Heritage College steps out in lifestyle medicine research

Sep 24, 2018

Researchers at the Ohio University Heritage College of Osteopathic Medicine are working to provide scientific evidence supporting lifestyle medicine as an effective tool for tackling some of the nation’s biggest health problems. A recent study suggests that two intervention programs aimed at encouraging healthier lifestyles can have a positive effect on how well participants eat – which could result in lower health care costs.

Chronic diseases such as Type 2 diabetes, obesity, hypertension and cardiovascular disease are on the rise. Evidence confirms that these conditions can be managed, prevented or even reversed by making lifestyle changes, and physicians are increasingly prescribing nutrition, exercise and stress management. Lifestyle medicine is a specialty that seeks to treat illness and prevent disease through this approach. 

In the recently completed research, investigators led by Heritage College faculty member David Drozek, D.O. (’83), tested two intervention programs – the Complete Health Improvement Program and Full Plate Living.

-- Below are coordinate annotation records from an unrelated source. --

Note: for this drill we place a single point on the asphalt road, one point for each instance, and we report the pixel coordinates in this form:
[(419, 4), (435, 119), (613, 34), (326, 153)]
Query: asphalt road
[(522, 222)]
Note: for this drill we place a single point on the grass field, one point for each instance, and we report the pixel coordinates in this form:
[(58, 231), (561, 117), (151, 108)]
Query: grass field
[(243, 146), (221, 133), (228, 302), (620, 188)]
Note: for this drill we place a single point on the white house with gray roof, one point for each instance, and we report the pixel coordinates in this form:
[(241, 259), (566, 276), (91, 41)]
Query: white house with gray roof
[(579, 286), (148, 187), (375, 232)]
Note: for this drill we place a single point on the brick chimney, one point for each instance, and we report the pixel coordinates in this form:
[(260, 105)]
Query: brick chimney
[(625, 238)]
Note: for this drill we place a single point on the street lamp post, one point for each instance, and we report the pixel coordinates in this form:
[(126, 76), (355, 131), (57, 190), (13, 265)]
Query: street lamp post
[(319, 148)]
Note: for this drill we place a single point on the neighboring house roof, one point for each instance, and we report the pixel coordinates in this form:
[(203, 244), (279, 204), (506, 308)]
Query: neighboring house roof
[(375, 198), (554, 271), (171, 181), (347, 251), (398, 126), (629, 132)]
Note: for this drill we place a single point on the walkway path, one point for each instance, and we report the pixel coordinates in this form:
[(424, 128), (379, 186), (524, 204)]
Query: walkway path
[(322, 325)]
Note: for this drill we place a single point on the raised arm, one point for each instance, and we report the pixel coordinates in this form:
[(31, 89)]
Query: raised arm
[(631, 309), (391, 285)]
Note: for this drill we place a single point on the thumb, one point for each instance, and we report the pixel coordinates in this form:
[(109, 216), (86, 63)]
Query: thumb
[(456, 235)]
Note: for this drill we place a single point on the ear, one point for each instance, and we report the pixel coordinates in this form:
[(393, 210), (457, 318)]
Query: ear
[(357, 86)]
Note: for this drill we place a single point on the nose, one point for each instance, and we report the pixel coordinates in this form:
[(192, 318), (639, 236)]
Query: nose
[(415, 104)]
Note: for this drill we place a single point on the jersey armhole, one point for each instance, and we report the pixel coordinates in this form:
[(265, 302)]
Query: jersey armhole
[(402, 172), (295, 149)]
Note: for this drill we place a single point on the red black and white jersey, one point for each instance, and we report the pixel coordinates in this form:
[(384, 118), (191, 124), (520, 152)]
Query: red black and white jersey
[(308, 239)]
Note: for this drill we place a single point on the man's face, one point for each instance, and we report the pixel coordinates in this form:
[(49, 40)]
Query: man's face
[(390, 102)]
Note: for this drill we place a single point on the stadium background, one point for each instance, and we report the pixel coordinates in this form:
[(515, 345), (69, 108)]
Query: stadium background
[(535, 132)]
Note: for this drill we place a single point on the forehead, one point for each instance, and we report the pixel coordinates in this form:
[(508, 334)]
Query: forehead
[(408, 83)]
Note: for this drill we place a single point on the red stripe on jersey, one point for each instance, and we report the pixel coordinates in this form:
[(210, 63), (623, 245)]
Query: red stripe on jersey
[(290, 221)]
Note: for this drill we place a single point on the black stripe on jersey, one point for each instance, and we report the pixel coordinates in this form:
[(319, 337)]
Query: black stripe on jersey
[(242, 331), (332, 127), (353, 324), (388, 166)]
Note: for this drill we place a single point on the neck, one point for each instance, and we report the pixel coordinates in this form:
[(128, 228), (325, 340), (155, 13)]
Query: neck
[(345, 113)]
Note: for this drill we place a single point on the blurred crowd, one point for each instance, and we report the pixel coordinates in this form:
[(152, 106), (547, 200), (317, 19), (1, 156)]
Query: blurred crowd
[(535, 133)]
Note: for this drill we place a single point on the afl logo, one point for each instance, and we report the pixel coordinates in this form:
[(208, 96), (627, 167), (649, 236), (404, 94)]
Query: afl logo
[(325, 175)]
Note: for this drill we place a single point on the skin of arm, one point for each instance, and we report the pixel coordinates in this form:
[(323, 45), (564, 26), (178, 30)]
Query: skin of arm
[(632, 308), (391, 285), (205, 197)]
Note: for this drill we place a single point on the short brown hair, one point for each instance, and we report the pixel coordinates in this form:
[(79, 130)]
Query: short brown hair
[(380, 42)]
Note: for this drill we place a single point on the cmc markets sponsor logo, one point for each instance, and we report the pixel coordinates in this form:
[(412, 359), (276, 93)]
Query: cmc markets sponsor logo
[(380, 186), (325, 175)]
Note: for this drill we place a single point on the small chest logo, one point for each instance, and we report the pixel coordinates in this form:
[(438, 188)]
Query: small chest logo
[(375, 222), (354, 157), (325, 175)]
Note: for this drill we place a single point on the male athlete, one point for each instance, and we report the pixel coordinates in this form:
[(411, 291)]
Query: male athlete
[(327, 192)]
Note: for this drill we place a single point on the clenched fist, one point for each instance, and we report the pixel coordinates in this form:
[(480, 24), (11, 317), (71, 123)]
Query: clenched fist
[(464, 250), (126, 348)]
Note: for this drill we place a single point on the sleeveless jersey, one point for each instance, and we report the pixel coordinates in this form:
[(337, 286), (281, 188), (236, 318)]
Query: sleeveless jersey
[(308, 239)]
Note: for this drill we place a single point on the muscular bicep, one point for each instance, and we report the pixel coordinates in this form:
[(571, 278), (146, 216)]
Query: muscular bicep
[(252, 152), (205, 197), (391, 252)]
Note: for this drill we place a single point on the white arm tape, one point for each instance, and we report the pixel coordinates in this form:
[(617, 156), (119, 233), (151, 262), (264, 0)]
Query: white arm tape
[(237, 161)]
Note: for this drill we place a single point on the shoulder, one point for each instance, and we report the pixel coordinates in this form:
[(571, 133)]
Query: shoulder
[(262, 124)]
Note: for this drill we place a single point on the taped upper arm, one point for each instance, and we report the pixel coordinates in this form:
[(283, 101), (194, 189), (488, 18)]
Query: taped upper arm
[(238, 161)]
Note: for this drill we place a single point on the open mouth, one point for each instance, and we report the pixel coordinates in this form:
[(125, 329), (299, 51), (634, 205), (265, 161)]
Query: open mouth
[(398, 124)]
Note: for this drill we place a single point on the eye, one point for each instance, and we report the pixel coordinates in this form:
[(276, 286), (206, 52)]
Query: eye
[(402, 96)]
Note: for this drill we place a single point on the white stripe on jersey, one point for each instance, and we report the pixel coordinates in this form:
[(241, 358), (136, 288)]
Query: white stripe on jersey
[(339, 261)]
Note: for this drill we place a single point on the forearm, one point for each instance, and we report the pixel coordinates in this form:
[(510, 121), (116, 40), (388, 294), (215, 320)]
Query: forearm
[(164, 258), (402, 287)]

The researchers attempted to measure and compare how successful participants were with each of the two programs and how well they adhered to each. Though lifestyle intervention programs typically focus on nutrition education, promotion of physical activity and stress reduction, the Heritage College study looked primarily at the diet component.

Putting two programs to the test

This pilot study was partly funded by a $75,000 award from the Ardmore Institute of Health and the Lifestyle Medicine Institute, the respective creators of FP and CHIP.

“AIH and LMI came together to fund this research at the Heritage College because of a shared commitment to establish lifestyle medicine as a primary approach to prevent and reverse chronic diseases such as obesity, diabetes, cardiovascular disease and their co-morbidities,” said Kevin Brown, president of AIH, when the grant was announced. “The long-term vision of the research is to improve health outcomes of chronic and life-limiting conditions through effective lifestyle intervention.”

The study found that participants in both programs showed average reductions in consumption of energy, fat, cholesterol, and animal-based protein foods, and increased intake of fiber, water, vegetables, and plant-based protein, compared to a control group.

The researchers also asked participants about exposure to adverse childhood events, such as emotional abuse, serious financial difficulty or homelessness. More than 88 percent reported experiencing at least one adverse childhood event, and higher scores in this area were positively correlated with the number of medical/psychiatric conditions and the number of medications prescribed as adults. Patients’ adverse childhood event scores also appeared to be a factor in whether they completed the lifestyle intervention program.

Drozek, assistant professor of surgery at the Heritage College and a lifestyle medicine physician and researcher, was principal investigator. Posters highlighting both sets of findings from the research were presented at an Ohio University research day, and a summary poster has been submitted to a national conference.

Lifestyle medicine works at any income level

Drozek has co-authored journal articles based on other lifestyle medicine-related research, two of which were recently cited in an online video about CHIP from the website Nutritionfacts.org titled, “A Workplace Wellness Program that Works.”

These two papers, published in Advances in Preventive Medicine and The American Journal of Managed Care, address socioeconomic factors in CHIP’s effectiveness. Noting that CHIP attracts mostly employed, middle-class people with the means to enroll – as well as a level of education that helps them understand and apply the program’s principles – researchers in the first study wanted to find out if CHIP would work as well with people from a high-poverty region like Appalachian Ohio. It did.

Among study participants, researchers reported, “Chronic disease-related risk factors responded favorably and rapidly to the recommended lifestyle changes towards a healthier whole food, plant-based diet coupled with daily exercise.” And these reductions in risk factors such as cholesterol and body mass index were similar to those reported among CHIP participants in more affluent parts of the country.

The second study asked whether people who take part in CHIP classes for free are less committed, and thus get less benefit, than paying participants with financial “skin in the game.” The study found no statistical difference in outcomes based on who was paying.

“Those who received funding through their employer or a scholarship experienced similar effects from a lifestyle intervention program as those who paid out of pocket,” the study reported – indicating that “the benefit of CHIP for reducing chronic disease risk factors exists independent of payment source, and thus suggests its benefit may cross socioeconomic lines.”

Why lifestyle medicine matters

“Lifestyle medicine research is more important than ever, as physicians are bringing evidence-based health and wellness practices into their patient care,” said Darlene Berryman, Ph.D., R.D., L.D., associate dean for research and innovation at the Heritage College. And Drozek pointed out that some of the nation’s most serious health problems, including diabetes, can be effectively combated through lifestyle changes, with the potential for major savings in health care costs.

“Diabetes is the single largest health care expense among the chronic diseases, all of which consume approximately 86 percent of our nation’s health care spending,” Drozek noted.